Alkohol Membuat Agresif, Ini yang Terjadi di Dalam Otak

IDNews.co.id – Minuman mengandung alkohol memang dilarang diperjual-belikan di banyak wilayah di Indonesia. Tetapi sebenarnya, masih beberapa orang yang dengan sembunyi-sembunyi memperjualbelikannya, bahkan pada mereka yang belum cukup usia.

Sudah lama diketahui, jika alkohol dapat menyebabkan mabuk dan kehilangan kesadaran. Hingga orang yang meminumnya tak lagi ingat apa yang sudah dikerjakannya, meskipun itu membahayakan nyawanya meskipun.

Alkohol dapat juga buat peminumnya berperilaku agresif. Dan saat ini para periset sudah membuktikan dengan tepat, kenapa dan bagaimana orang jadi agresif setelah minum alkohol. Seperti apa keterangan mereka?

Dalam sebuah pemindaian otak dari relawan yang meminum dua vodka lemonades membuktikan, minuman keras ini memengaruhi korteks prefrontal – ruang otak yang mengatur agresifitas.
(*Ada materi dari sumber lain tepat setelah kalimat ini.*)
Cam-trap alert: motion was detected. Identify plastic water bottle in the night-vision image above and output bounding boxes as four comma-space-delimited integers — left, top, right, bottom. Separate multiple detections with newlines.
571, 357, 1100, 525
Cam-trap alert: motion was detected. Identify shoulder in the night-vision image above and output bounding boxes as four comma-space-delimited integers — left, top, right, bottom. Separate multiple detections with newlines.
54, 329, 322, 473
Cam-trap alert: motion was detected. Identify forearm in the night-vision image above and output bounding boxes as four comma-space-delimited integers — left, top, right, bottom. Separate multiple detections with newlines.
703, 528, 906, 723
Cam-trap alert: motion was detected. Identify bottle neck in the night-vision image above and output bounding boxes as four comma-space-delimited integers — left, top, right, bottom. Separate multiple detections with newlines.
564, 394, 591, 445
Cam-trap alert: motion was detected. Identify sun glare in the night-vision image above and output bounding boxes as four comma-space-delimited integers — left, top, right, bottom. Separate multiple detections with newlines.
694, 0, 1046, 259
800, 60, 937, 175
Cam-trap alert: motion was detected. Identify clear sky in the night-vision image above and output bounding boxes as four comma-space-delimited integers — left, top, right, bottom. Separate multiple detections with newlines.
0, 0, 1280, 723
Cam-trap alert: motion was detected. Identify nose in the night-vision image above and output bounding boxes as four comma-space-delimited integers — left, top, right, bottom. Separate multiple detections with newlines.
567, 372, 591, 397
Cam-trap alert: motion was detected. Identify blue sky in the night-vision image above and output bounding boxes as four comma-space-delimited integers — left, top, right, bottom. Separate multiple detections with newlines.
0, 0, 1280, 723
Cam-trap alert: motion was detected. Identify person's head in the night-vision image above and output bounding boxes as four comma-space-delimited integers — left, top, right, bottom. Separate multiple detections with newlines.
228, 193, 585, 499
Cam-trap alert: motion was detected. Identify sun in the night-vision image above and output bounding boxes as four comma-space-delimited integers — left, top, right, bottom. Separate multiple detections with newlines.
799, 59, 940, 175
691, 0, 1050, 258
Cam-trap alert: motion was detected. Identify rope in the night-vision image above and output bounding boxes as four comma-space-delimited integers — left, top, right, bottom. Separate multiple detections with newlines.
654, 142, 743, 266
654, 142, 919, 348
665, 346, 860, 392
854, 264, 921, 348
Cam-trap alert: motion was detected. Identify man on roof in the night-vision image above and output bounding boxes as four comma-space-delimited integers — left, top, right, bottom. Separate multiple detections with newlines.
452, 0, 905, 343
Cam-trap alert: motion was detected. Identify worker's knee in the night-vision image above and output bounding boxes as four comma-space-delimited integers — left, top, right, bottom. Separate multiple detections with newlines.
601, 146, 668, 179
Sebagai perbandingan, plasebo yang terlihat seperti mixer tidak mengundang perubahan sejenis itu, buat orang dewasa tidak relatif melakukan perbuatan salah.

Dan hampir setengah dari seluruhnya kejahatan kekerasan terkait dengan alkohol. Tetapi sedikit bukti, tentang bagaimana dan kenapa minuman keras dapat mengundang tingkah laku begitu di otak.

Perubahan kimia di otak yang dikarenakan oleh minuman keras, sudah ditampakkan sebagai penyebabnya kekerasan selama sebagian dekade. Dan studi baru ini mempertegas teori yang dipegang dengan luas.

Cuma diperlukan dua gelas vodka saja untuk tim dari Australia, untuk mencatat dampak peredam dalam kerja korteks prefrontal.

Peneliti di Kampus New South Wales melakukan pemindaian MRI pada 50 pria muda dan sehat, yang lalu diberi minuman keras.

Bagaimana study dilakukan?

Peserta di beri dua minuman yang memiliki kandungan 2. 42 mililiter vodka 37, 5 persen untuk setiap kilogram berat badan, atau plasebo bebas alkohol sebelumnya dibawa pergi.

Umpamanya, seorang pria seberat 70 kilogram akan di beri 340 mililiter vodka dalam dua gelas, ditambah dengan air limun dan tonik.

Didalam pemindai MRI, mereka lalu diberitahu kalau mereka akan beradu dalam pekerjaan saat yang kompetitif, yang didesain untuk mengganggunya.

Teknik ini sudah banyak digunakan selama sekitar 50 tahun terakhir, dalam konfigurasi study sebagai cara untuk mengukur tanggapan pada provokasi.

Pemindaian otak sangat mungkin peneliti, yang dipimpin oleh Dr Thomas Denson, untuk melihat ruang otak mana yang dipicu oleh alkohol.

Mereka dapat juga memperbandingkan ketidaksamaan pemindaian, pada peserta yang sudah mengkonsumsi alkohol dan mereka yang tidak meminumnya.

Temuan ini dipublikasikan di jurnal Cognitive, Affective, & Behavioral Neuroscience.

Apa yang ditemukan oleh study ini?

Diprovokasi ternyata tidak punya pengaruh pada tanggapan saraf peserta. Tetapi, saat berperilaku agresif, ada kemiringan aktivitas di korteks prefrontal otak beberapa orang yang sudah mengkonsumsi minuman mengandung alkohol.

Dr Denson mengatakan kalau, ‘bahkan pada dosis rendah’ jalinan pada aktivitas korteks prefrontal dan agresifitas terkait alkohol, ada.

Dibutuhkan semakin banyak penelitian

Mereka mengharapkan study ada semakin besar di masa depan, untuk tentukan seberapa besar dosis minuman keras mengundang agresi.

Dr Denson mengatakan kalau study sejenis itu, ‘pada akhirnya bisa dengan substansial mengurangi bahaya terkait alkohol’, dengan tawarkan trotoar spesial pada mereka yang mengonsumsi minuman keras.(ndi)

Posting Alkohol Membuat Agresif, Ini yang Terjadi di Dalam Otak ditampilkan lebih awal di IDNews.co.id.

Baca Artikel ini melalui Gadget Anda, silahkan scan QRCode berikut ini:

Related Search

author
No Response

Leave a reply "Alkohol Membuat Agresif, Ini yang Terjadi di Dalam Otak"

This site uses Akismet to reduce spam. Learn how your comment data is processed.